Akhir Perang Aceh ditandai dgn Belanda yg meniru taktik perang gerilya Aceh. Taktik perang gerilya ini ditiru oleh Van Heutz. Beliau membenuk pasukan marechaussee yg dipimpin oleh Hans Christoffel dgn pasukan Colone Macan yg sudah mampu & menguasai pegunungan-pegunungan, hutan-hutan rimba raya Aceh untuk mencari & mengejar-ngejar gerilyawan-gerilyawan Aceh. Taktik berikutnya yg diterapkan oleh Belanda yaitu dgn cara menculik anggota keluarga gerilyawan Aceh. Christoffel menculik permaisuri Sultan & Tengku Putroe (1902). Van der Maaten pun melakukan penawanan kepada Sultan Tuanku Ibrahim. Sultan pun mengalah pada 5 Januari 1902 ke Sigil & berdamai.

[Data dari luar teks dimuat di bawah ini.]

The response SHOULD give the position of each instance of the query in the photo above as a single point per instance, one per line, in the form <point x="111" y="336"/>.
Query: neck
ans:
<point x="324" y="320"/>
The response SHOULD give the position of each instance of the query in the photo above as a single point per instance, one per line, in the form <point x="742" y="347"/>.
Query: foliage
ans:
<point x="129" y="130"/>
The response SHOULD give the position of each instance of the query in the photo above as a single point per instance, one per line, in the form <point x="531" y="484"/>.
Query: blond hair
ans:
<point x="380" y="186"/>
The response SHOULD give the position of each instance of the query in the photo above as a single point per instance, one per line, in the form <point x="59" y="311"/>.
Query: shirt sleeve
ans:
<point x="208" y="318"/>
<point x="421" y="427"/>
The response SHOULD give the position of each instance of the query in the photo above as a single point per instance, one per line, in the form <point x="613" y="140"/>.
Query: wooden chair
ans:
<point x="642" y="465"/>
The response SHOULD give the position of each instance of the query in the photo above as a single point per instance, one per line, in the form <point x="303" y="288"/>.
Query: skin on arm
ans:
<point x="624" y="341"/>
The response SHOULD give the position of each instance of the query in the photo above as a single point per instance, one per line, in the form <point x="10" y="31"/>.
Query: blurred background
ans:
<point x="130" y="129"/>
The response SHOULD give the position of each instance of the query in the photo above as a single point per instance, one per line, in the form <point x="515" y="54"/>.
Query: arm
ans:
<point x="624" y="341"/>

Van der Maaten dengan-cara diam-membisu menyergap Tangse kembali. Panglima Polim mampu melarikan diri, namun sebagai gantinya ditangkap putera Panglima Polim, Cut Po Radeu yakni kerabat perempuannya & beberapa keluarga terdekatnya. Panglima Polim pun mengalah ke Lhokseumawe pada Desember 1903. Setelah itu, banyak penghulu-penghulu rakyat yg mengalah mengikuti jejak Panglima Polim.

Taktik yang lain yakni dgn pencucian dgn cara membunuh rakyat Aceh. Hal ini dikerjakan di bawah pimpinan Gotfried Coenraad Ernst van Daalen yg mengambil alih Van Heutz. Pembunuhan ini menyerupai seperti yg terjadi di Kuta Reh (14 Juni 1904), yakni sebanyak 2.922 orang dibunuh yg terdiri dr 1.773 pria & 1.149 perempuan.

Taktik terakhir ialah dgn menangkap Cut Nyak Dhien yg masih melaksanakan perlawanan dengan-cara gerilya. Pada kesudahannya, Cut Nyak Dhien pun mampu ditangkap & diasingkan ke Sumedang. Baca pula pendekar nasional perempuan, biografi Cut Nyak Dhien, & pahlawan nasional dr Sumatera.

Van Heutz sudah membuat surat pendek atau korte verklaring atau Traktat Pendek. Surat pendek ini yaitu wacana penyerahan yg harus ditandatangani ole para pemimpin Aceh yg telah tertangkap & menyerah. Surat pendek ini terdiri dari bahwa:

  • Raja atau Sultan mengakui wilayahnya selaku belahan dr Hindia Belanda
  • Raja berjanji bahwa tak akan mengadakan korelasi dgn kekuasaan di luar negeri
  • Raja berjanji akan mematuhi seluruh perintah-perintah yg ditetapkan Belanda

Perjanjian pendek ini pun menggantikan perjanjian-perjanjian terdahulu yg panjang & rumit dgn para pemimpin setempat. Namun, tak semua wilayah Aceh dikuasai oleh Belanda seluruhnya. Perlawanan kepada Belanda tetap saja terjadi meskipun dilakukan oleh sekelompok orang (penduduk ). Perlawanan tersebut terus berlanjut hingga Belanda pergi dr Nusantara & digantikan oleh kedatangan penjajah baru, yakni Jepang atau Nippon.

Inilah klarifikasi mengenai penyebab perang Aceh dengan-cara khusus & lazim. Pemaparan mengenai sejarah Perang Aceh melawan Belanda mulai dr penyebab, periode pertempuran, & akhir Perang Aceh dapat menjadi pelajaran berharga bagi kita sebagai bangsa Indonesia yg merdeka & berdaulat. Semoga berfaedah.